Il réagit à des images de Giorgio Morandi que lui envoie Castor :
« Elles recèlent un secret qui les rend proches et lointaines à la fois. Matière ? Pensée ? Un œil pas comme les autres en tous cas » (25 janvier 1977). Sur Dunoyer de Segonzac et André́ Derain : « Je vais tâcher d’aller visiter cette exposition de D. de Segonzac dont vous me parlez. Je l’ai connu et sa femme, la comédienne Thérèse Dorny. Il était un seigneur. Je suis de votre avis concernant Derain. Il était obsédé́ par l’idée de “faire musée” et son talent s’en est ressenti, malgré son génie ! » (3 avril 1978). Sur Picasso : « Il paraît que tous les autres Picasso qui sont dans les musées et dans le monde sont TOUS des faux. Seuls sont vrais ceux que Picasso avait conservés ! Et aucun n’est à vendre ! Seulement à voir. Mais leur exposition rapporte plus d’argent que leur vente. C’est ce qu’on appelle l’art pour tous » (20 novembre 1979)…

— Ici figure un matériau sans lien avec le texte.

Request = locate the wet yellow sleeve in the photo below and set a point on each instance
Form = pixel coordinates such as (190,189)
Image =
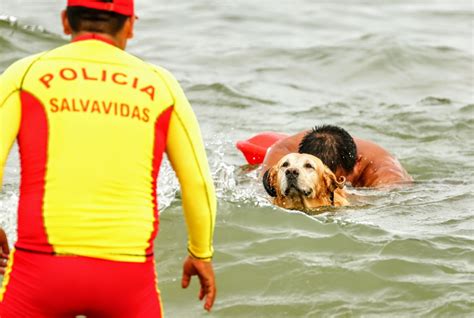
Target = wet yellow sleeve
(10,107)
(187,155)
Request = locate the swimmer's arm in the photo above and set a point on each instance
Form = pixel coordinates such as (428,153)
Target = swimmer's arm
(280,149)
(187,155)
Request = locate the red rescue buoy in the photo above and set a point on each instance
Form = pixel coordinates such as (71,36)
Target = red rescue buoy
(255,148)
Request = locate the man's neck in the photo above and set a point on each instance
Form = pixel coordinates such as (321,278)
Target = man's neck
(99,36)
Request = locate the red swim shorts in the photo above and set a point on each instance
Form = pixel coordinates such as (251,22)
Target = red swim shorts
(42,285)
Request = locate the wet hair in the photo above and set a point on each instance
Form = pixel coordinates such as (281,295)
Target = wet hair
(332,144)
(96,21)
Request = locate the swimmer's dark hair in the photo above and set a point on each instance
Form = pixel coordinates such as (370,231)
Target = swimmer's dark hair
(332,144)
(96,21)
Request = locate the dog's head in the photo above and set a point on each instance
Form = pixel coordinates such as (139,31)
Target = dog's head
(302,178)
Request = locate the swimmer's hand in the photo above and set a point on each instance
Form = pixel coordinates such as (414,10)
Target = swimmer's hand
(4,251)
(205,274)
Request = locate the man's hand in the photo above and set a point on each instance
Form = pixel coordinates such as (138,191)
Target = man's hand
(4,251)
(205,274)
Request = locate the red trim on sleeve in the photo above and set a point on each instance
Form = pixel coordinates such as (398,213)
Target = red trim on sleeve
(161,134)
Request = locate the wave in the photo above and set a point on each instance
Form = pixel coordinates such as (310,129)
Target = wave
(18,40)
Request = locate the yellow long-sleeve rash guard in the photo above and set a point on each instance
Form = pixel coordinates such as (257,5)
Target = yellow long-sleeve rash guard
(92,123)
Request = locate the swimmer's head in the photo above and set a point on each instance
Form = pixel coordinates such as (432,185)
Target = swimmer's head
(333,145)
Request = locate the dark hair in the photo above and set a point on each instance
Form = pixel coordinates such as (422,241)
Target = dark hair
(97,21)
(332,144)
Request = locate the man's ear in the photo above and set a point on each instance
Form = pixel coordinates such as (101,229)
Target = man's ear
(269,181)
(66,26)
(130,27)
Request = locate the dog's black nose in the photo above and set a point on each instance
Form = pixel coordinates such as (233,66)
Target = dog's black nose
(292,172)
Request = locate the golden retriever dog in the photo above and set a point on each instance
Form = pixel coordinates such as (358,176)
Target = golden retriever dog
(303,182)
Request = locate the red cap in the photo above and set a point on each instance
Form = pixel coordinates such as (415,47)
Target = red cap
(124,7)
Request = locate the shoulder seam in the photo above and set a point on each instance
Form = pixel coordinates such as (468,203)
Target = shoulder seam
(29,68)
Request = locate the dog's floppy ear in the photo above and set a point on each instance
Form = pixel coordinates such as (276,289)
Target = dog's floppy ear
(268,182)
(332,182)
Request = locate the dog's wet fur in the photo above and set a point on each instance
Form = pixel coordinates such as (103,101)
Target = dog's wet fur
(303,182)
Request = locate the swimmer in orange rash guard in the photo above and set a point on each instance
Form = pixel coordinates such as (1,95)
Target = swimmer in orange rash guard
(92,124)
(362,162)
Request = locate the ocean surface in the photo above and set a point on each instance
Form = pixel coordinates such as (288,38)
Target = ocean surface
(397,72)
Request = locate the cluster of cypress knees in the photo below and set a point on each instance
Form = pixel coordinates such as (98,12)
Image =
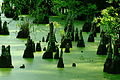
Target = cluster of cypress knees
(112,62)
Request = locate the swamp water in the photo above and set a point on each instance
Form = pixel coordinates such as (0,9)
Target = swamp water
(89,65)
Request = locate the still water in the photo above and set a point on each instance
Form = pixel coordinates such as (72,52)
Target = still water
(89,65)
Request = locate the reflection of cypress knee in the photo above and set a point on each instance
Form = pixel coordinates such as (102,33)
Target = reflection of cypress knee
(60,62)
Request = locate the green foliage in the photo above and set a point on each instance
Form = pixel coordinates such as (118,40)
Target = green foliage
(110,21)
(74,7)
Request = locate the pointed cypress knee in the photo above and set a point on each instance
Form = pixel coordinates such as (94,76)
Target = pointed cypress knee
(67,48)
(108,61)
(80,42)
(56,56)
(48,54)
(38,46)
(5,58)
(0,26)
(91,38)
(5,29)
(102,50)
(43,39)
(60,62)
(76,35)
(28,52)
(44,49)
(33,46)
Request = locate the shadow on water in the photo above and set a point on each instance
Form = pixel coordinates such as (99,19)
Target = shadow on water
(5,71)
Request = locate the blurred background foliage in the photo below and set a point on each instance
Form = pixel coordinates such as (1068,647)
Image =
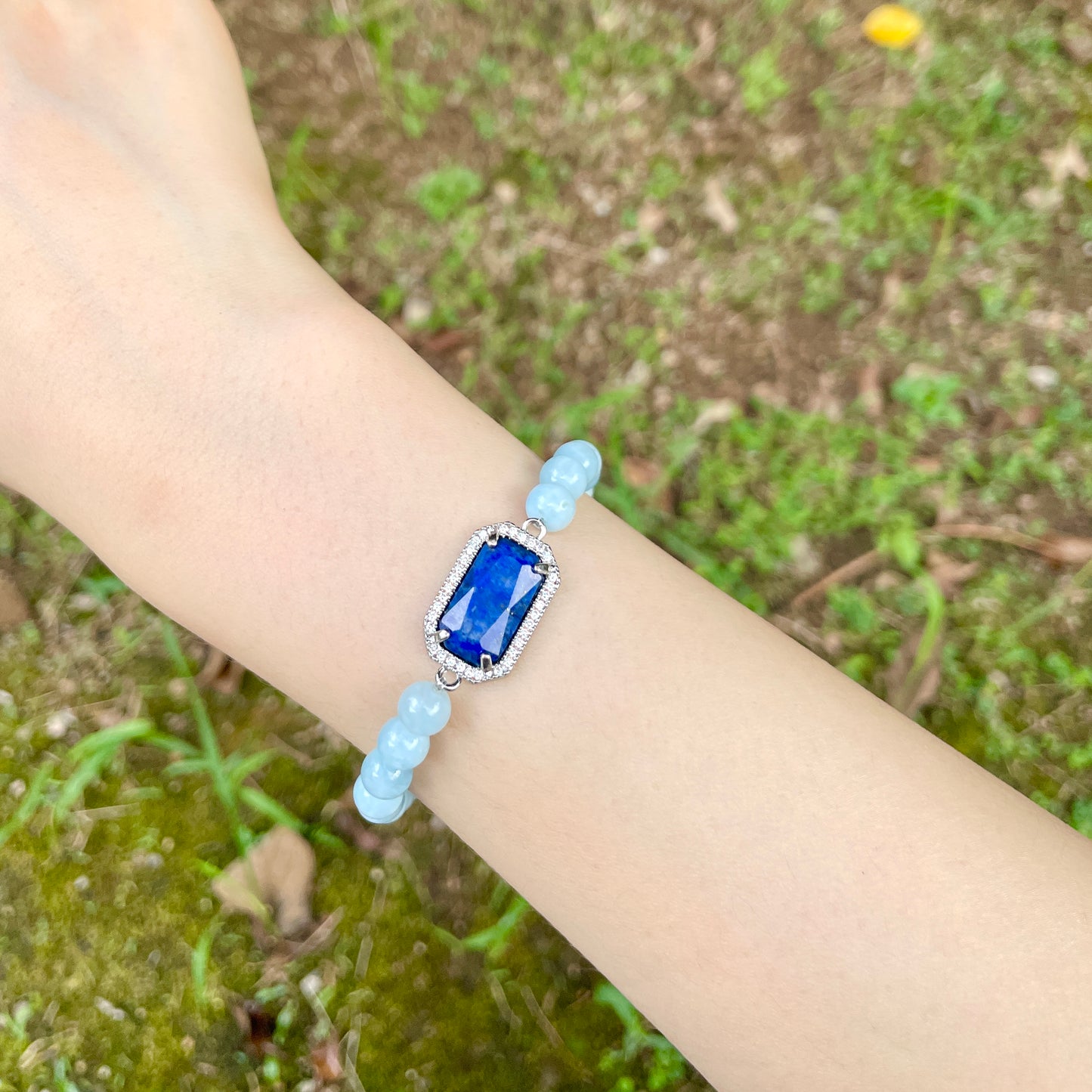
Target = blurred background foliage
(824,305)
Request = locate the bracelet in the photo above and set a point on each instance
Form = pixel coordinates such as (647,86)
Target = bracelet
(478,625)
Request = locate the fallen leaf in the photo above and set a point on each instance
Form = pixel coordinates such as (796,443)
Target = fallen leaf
(650,218)
(446,341)
(639,473)
(871,391)
(949,572)
(257,1025)
(221,673)
(1077,42)
(14,610)
(707,43)
(1065,163)
(1066,549)
(326,1065)
(714,413)
(1042,198)
(277,873)
(719,209)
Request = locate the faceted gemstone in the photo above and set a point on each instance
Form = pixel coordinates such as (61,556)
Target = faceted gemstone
(491,600)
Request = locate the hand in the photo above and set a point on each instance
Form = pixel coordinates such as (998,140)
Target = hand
(134,198)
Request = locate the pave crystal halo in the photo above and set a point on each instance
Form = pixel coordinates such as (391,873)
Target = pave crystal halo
(490,602)
(478,623)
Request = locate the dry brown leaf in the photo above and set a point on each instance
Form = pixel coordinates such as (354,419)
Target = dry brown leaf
(707,43)
(221,672)
(1042,198)
(1066,549)
(277,873)
(871,391)
(949,572)
(1077,42)
(650,218)
(1065,163)
(639,473)
(719,209)
(14,610)
(326,1065)
(714,413)
(257,1025)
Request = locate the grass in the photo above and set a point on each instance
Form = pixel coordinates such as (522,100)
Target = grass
(895,336)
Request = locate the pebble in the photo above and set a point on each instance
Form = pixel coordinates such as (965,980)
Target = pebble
(416,311)
(506,191)
(58,723)
(1042,377)
(108,1010)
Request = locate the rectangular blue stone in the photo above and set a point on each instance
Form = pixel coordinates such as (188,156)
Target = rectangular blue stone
(490,601)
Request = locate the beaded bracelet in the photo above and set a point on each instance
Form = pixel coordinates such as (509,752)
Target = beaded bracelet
(478,625)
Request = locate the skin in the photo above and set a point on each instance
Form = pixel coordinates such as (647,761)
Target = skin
(800,887)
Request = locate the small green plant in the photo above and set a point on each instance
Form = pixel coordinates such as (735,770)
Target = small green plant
(664,1065)
(763,84)
(446,193)
(932,395)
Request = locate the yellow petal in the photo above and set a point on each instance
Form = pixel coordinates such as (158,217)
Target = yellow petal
(892,26)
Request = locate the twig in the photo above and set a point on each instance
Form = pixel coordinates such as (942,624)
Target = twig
(988,533)
(849,571)
(984,532)
(357,47)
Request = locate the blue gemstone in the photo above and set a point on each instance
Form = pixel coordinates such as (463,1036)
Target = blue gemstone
(491,600)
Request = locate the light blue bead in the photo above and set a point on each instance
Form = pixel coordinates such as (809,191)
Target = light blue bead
(407,799)
(586,454)
(399,747)
(382,781)
(376,809)
(424,708)
(552,503)
(566,472)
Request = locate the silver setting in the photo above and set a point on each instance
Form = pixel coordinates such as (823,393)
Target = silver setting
(442,680)
(552,580)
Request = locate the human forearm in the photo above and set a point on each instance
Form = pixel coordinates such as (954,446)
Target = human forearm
(800,887)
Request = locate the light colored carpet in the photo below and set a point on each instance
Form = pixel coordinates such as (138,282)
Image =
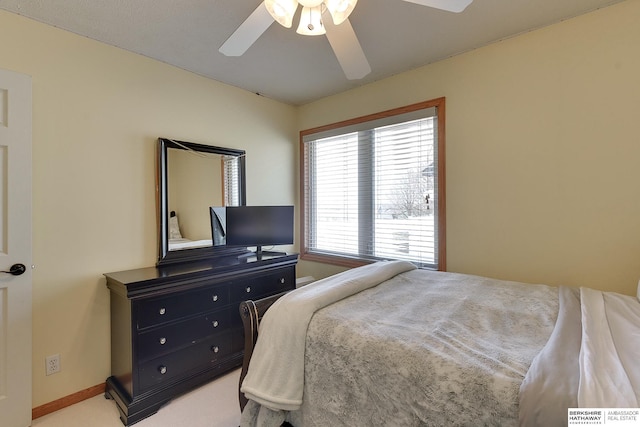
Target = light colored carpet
(213,405)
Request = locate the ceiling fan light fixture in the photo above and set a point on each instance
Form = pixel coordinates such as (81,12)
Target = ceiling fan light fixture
(311,22)
(340,9)
(282,11)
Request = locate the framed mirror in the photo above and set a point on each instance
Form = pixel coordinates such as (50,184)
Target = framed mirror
(191,178)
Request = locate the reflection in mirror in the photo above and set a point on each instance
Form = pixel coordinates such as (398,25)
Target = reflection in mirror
(193,177)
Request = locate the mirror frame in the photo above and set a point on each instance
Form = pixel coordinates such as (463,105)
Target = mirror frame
(165,256)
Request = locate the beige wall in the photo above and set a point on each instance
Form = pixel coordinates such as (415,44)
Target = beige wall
(543,171)
(97,112)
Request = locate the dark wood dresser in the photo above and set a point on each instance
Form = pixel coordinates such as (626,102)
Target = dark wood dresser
(173,328)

Réflexions sur l’art et la passion : « Il faut que la poésie, la peinture, la musique, l’amitié́ de tous ceux qui vous entourent, tout l’art que vous aimez et servez soit un antidote puissant et régénérateur aux tourments causés par la passion : celle-ci, acceptée, vécue, doit augmenter vos forces vitales et non les diminuer » (16 janvier 1979). Sur sa conception de la musique, à propos de sa cantate Et l’oiseau a vu tout cela :
« Il y a avant tout dans la musique de cette œuvre un sentiment de compassion humaine et de sur-vie (comme il y a un sur-réalisme). C’est-à-dire que, comme l’oiseau témoin impassible du drame qui se joue autour de l’arbre sur lequel il continue de chanter, la musique, bien que mue et frémissante pour
l’événement, témoigne de l’intemporalité́, dépasse l’anecdote et chante pour le triomphe de la vie sur la mort et crée la sur-vie. C’est du moins ce que j’ai tout naturellement tenté de chanter dans, d’ailleurs, la presque totalité de mes œuvres qui ont eu pour raison d’être le besoin de dépasser le temps et d’abolir les frontières qu’il cherche à nous imposer – dans lesquelles il tente de nous enfermer – la musique a ce pouvoir. Elle est élémentaire, un principe fondamental, un univers qui contient l’essence des sentiments de toute nature »... (18 avril 1979).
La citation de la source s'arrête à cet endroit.